Wednesday, September 23, 2015

Disability in the United States

This is Joseph.

The New York times had a very nice article on social security disability insurance.  Of especial note were:
If people on disability were faking it, they wouldn’t have such high death rates. People on disability are three to six times more likely to die than people in their age group who are not on disability.
Disability claims are not skyrocketing. Rather, the population most likely to go on disability, those aged 50 to 64, is growing.

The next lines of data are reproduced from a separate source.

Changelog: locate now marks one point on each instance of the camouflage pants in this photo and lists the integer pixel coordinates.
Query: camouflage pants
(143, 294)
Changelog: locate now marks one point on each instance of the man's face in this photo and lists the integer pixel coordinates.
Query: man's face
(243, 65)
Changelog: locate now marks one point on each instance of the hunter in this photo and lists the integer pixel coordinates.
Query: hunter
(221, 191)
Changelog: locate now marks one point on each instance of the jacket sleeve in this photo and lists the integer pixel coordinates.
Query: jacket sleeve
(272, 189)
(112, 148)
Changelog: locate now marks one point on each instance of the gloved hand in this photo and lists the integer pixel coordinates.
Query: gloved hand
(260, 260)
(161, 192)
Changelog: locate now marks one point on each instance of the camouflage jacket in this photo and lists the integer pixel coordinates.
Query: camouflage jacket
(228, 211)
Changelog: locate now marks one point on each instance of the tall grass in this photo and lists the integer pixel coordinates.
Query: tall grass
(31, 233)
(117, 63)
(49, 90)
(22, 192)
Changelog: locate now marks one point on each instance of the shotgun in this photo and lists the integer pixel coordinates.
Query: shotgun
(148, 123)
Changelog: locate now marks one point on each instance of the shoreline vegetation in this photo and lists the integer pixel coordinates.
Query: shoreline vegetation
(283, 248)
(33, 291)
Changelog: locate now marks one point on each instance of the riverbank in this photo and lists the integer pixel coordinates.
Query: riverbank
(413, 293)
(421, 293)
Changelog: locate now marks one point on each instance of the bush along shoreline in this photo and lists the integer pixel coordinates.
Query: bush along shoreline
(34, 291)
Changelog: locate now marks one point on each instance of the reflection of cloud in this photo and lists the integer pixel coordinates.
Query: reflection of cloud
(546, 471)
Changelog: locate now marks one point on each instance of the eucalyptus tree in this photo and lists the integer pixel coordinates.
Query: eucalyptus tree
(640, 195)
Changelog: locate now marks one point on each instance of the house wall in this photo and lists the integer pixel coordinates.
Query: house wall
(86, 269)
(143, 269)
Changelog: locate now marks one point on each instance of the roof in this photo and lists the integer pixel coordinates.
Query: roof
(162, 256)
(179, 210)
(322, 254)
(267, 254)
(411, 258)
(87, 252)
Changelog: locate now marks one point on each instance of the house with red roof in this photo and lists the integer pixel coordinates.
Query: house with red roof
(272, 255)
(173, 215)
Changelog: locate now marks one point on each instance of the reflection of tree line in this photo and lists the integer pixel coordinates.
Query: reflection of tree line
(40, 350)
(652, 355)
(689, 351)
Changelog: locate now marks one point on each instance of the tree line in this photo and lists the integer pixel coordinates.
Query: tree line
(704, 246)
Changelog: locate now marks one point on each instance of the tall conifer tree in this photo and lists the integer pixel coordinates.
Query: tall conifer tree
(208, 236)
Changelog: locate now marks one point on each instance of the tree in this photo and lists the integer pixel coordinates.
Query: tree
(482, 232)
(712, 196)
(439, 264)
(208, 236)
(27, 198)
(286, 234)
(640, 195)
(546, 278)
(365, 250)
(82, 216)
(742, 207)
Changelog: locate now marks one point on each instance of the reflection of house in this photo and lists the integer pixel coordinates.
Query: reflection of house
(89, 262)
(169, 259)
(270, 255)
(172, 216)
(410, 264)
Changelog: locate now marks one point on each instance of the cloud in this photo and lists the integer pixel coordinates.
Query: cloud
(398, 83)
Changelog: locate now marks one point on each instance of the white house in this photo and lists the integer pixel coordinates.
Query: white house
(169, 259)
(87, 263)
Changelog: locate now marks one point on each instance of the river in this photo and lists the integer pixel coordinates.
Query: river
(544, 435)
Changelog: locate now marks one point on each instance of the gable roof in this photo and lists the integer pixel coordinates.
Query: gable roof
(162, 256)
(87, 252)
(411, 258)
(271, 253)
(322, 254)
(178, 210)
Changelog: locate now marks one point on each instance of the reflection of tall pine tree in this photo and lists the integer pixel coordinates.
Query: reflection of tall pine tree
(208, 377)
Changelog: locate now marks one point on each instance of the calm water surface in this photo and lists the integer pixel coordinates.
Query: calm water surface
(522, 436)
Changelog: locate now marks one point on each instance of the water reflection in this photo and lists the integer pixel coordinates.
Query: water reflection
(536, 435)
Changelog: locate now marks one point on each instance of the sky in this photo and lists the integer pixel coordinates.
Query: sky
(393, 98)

The potential disability population is also larger now than in the past because today’s older women are more likely to have worked enough to qualify for disability than in earlier generations.
These points suggest that increases in disability claims are much less of a point of concern than one might think.  An elevated death rate is a pretty strong indicator of morbidity and it is impossible to fake.  Nor do I think an increased level of workforce participation (making it possible for more people to be eligible for benefits) is bad news. 

I don't want to minimize worries about fraud, but there are times when there is unlikely to be a lot of low hanging fruit. 


  1. Unless, of course, people on disability were engaging in some other dangerous activity.

    1. Unless the disability insurance, itself, is harmful, you would need an absolutely huge risk factor (unrelated to disability) that is also a risk of death. Since penetrance of the population is never 100%, you need to double or triple such a risk factor.

      It's not impossible that this could exist but it is implausible that epidemiologists have missed such a massive risk. If the risk of death was 25% higher then this would be a serious concern. But three to six times suggests that something directly involve with the participants in the program is happening (and they are being screened for having a disability).

      Disabled people dying more quickly is both plausible and a known source of mortality. Smart money suggests that you don't have healthy fraudsters who engage in other risky behaviors in large numbers (or else you wouldn't be able to sustain the increase in mortality, as the fraudsters would dilute the sample).